By Allyana Belen,
Domestic News Writer
Microsoft has decided to take a stand against the federal government, claiming that the government has been violating the constitution through its repeated and continued practice of looking at the data of Microsoft consumers.
In addition, they claim that the federal government prevented their company from informing their clients about the government’s accessing of the clients’ personal information.
This has shined a spotlight on the debate of what electronic data is protected by the United States Constitution as well as whether or not individuals should be informed that the government has been granted permission to access their online personal data including emails and cloud storage.

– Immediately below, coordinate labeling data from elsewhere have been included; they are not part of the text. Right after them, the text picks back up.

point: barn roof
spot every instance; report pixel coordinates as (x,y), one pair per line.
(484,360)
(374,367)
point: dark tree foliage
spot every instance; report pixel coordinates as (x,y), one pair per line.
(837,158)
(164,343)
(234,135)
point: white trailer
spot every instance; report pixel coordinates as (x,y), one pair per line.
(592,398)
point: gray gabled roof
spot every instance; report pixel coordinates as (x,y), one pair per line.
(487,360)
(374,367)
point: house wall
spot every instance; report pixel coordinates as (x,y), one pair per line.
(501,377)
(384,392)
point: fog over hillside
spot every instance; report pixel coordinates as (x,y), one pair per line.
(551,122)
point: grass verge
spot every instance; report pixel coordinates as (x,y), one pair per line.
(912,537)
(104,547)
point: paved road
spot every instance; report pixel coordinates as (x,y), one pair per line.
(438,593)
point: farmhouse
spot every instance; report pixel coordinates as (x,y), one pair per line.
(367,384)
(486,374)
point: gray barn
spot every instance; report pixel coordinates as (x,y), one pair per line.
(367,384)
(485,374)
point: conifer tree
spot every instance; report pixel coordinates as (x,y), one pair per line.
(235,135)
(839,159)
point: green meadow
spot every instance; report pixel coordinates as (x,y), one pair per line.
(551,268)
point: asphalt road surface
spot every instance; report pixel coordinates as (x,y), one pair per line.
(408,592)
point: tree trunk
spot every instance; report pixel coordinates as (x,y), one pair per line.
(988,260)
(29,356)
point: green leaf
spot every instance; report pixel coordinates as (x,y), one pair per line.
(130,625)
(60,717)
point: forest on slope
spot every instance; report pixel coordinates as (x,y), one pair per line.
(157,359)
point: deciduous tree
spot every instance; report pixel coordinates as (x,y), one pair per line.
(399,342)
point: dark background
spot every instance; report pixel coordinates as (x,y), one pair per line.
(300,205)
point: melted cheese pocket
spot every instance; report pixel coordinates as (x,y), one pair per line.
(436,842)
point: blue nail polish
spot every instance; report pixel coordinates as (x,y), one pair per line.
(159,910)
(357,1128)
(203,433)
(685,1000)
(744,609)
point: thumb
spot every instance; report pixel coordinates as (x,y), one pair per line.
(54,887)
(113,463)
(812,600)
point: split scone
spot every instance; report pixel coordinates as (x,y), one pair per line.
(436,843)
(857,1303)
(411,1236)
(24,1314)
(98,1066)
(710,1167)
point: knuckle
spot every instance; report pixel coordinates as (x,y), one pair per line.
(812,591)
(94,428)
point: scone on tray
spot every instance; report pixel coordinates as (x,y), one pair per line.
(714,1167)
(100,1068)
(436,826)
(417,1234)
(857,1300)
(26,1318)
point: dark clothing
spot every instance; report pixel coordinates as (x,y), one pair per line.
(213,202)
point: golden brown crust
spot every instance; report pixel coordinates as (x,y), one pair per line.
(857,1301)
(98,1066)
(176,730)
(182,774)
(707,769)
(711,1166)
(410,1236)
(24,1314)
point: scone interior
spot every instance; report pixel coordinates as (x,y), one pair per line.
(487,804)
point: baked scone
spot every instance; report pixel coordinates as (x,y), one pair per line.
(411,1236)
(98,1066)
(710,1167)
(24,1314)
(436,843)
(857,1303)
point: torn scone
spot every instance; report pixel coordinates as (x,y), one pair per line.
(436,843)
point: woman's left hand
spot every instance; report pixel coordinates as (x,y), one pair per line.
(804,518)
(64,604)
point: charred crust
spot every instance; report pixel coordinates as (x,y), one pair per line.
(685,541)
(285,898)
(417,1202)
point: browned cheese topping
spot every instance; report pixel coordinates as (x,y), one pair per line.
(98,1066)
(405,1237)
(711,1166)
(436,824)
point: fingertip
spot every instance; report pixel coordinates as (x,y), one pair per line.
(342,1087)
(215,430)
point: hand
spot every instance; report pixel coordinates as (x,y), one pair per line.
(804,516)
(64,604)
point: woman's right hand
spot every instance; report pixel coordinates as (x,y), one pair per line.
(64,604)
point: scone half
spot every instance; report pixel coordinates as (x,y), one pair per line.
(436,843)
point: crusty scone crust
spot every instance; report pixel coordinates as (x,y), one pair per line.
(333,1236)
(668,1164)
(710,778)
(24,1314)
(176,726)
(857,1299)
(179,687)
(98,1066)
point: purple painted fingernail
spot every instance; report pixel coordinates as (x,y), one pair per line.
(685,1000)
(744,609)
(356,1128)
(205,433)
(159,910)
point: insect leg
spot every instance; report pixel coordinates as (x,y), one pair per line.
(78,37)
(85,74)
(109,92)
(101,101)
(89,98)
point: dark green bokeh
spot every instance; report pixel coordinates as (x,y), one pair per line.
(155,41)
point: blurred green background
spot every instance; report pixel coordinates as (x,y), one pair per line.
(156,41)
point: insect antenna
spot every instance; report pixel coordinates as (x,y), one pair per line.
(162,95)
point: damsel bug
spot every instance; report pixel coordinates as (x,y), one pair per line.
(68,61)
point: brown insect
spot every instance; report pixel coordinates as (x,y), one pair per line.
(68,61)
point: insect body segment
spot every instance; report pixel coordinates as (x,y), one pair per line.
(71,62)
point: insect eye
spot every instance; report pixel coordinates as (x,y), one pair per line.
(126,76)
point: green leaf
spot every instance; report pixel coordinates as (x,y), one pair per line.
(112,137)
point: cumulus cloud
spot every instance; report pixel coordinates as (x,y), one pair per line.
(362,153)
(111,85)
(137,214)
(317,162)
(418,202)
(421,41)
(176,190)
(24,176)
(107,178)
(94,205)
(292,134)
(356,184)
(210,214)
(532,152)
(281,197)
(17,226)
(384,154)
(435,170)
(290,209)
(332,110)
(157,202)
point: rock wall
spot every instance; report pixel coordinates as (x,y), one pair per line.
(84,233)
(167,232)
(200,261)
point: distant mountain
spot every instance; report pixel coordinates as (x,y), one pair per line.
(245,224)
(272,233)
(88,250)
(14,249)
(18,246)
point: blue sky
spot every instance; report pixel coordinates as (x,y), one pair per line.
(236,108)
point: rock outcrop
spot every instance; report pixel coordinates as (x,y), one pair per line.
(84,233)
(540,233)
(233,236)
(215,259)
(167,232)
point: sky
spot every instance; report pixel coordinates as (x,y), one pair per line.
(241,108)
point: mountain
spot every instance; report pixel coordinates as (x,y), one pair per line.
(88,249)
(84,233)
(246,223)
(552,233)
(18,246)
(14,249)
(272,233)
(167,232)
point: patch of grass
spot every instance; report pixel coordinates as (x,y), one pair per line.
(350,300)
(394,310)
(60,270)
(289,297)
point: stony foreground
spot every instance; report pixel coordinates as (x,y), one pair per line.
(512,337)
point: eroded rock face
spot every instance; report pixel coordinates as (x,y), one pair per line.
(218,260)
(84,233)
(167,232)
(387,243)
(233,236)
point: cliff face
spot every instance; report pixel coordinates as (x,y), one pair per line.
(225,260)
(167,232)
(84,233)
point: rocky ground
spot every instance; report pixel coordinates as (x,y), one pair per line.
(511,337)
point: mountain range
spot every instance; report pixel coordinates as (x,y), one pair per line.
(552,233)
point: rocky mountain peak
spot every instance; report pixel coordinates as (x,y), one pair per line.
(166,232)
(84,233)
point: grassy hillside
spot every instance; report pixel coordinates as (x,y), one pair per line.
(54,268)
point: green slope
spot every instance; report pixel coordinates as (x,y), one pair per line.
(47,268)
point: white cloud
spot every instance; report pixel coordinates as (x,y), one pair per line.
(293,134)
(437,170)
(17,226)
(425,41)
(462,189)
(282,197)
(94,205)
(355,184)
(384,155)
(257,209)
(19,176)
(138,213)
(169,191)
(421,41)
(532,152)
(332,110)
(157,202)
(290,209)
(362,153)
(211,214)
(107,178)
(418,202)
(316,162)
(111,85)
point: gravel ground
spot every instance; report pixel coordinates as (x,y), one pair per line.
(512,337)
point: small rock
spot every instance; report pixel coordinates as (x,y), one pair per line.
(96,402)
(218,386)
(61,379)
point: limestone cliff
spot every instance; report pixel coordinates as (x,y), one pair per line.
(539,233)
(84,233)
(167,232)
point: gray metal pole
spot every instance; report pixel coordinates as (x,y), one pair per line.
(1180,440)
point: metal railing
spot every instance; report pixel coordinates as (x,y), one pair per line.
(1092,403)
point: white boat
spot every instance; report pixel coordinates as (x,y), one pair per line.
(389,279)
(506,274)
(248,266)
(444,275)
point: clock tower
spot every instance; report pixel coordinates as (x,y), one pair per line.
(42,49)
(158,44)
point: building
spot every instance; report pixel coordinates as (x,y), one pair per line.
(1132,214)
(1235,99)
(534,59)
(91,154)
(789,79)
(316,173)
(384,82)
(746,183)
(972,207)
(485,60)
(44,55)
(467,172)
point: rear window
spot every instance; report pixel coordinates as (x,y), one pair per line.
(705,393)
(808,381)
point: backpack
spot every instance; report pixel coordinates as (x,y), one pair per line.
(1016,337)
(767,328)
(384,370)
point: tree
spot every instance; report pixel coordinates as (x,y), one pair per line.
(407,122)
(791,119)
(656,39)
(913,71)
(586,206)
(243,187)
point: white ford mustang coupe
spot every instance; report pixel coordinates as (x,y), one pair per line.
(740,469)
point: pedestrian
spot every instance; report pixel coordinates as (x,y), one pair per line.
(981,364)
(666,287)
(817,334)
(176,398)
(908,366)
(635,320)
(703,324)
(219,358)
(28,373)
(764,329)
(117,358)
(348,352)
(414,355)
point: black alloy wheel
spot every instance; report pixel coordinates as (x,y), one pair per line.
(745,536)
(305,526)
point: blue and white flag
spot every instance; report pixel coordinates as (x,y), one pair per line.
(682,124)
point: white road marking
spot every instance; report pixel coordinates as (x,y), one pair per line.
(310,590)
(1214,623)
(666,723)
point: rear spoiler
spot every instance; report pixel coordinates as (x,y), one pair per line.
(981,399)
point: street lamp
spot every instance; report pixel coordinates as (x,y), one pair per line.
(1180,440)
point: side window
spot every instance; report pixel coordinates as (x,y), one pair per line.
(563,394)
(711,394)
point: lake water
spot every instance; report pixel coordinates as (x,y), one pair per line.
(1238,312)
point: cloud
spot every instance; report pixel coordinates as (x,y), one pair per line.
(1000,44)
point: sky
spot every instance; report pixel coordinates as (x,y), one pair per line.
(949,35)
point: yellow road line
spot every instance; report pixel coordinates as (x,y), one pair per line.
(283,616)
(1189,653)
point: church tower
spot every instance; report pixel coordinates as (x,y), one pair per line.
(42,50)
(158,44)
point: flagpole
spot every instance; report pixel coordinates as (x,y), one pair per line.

On the other hand, these actions by agents of the federal government were granted approval by federal judges in 2600 cases. Out of the 2600 cases, around 1700 cases have the stipulation that the customers, whose information was searched and analyzed by federal agents, can never be told about the search. Even a number of years after the search Microsoft is not allowed to tell these customers, due to the fact that these judicial decisions bear no expiration date.
The following quotation is a statement directly taken from Microsoft’s lawsuit, as documented by CNN News,“Microsoft brings this case because its customers have a right to know when the government obtains a warrant to read their emails, and because Microsoft has a right to tell them.”
It is important to know that this statement expands upon the term, client data, and directly reveals that the government has been accessing customer emails and any data uploaded to the Microsoft’s cloud data storage. Furthermore, the statement clarifies what the lawsuit is based on. Microsoft is fighting for the ability to tell their customers when the federal government has had permission to access any of their Microsoft-related applications.
In 1986, the Electronic Communications Privacy Act was enacted, its overall purpose is to protect certain forms of electronic communication from being accessed by the federal government with proper authorization. The question now centers on the meaning of “proper authorization”. From Microsoft’s perspective, “proper authorization” is more than just a federal court order; it is the informing of these individuals that their information will be accessed, and perhaps, more importantly, for what reason is their information being accessed.
It is common knowledge that in order for police to search through someone’s home, they must obtain a warrant prior to the search. With Microsoft’s lawsuit, they argue that this practice should be expanded to include electronic communication and other forms of personal electronic data, has arisen.
Attorney Alex Abdo of the American Civil Liberties Union makes the following statement regarding the lawsuit which was quoted by CNN News, “One of the most basic promises of our Constitution is that the government must notify you when it infringes your rights. For years, the government has skirted that obligation by seeking sensitive data from tech companies without providing notice.”
Attorney Abdo indicates that the government has not only performed enabled this practice with Microsoft but also with other technological companies and that a search through electronic data is so easy for federal agents to perform without anyone knowing.
And these so-called “basic promises of our Constitution” can be related back to the Fourth Amendment which provides American citizens with protection against “unreasonable searches and seizures.”
The agents of the federal government do have the opportunity to utilize a loophole known as the “third-party doctrine.” If an individual allows access to a third party of their personal online data, then the federal government can access this information without contest.
This loophole could apply to emails and other forms of social media. But the question remains if this loophole applies to cloud storage.
In fact, Microsoft specifically highlights cloud storage access in its lawsuit, as documented by Reuters,“People do not give up their rights when they move their private information from physical storage to the cloud…[the federal government] has exploited the transition to cloud computing as a means of expanding its power to conduct secret investigations.”
Therefore, this debate over what online data is protected under the Constitution boasts complexity. On one hand, technology has made information more accessible and, in some domains, public.
While, the other camp complains that online storage is not a public domain and is utilized by individuals for private, protected storage of information. Moreover, Microsoft’s lawsuit indicates the need for clarity within US legislation regarding the need for federal agents and police officers to inform those individuals whose online information they have accessed in relation to an on-going investigation as in the case of home searches.
A version of this article appeared in the Tuesday, April 26th print edition.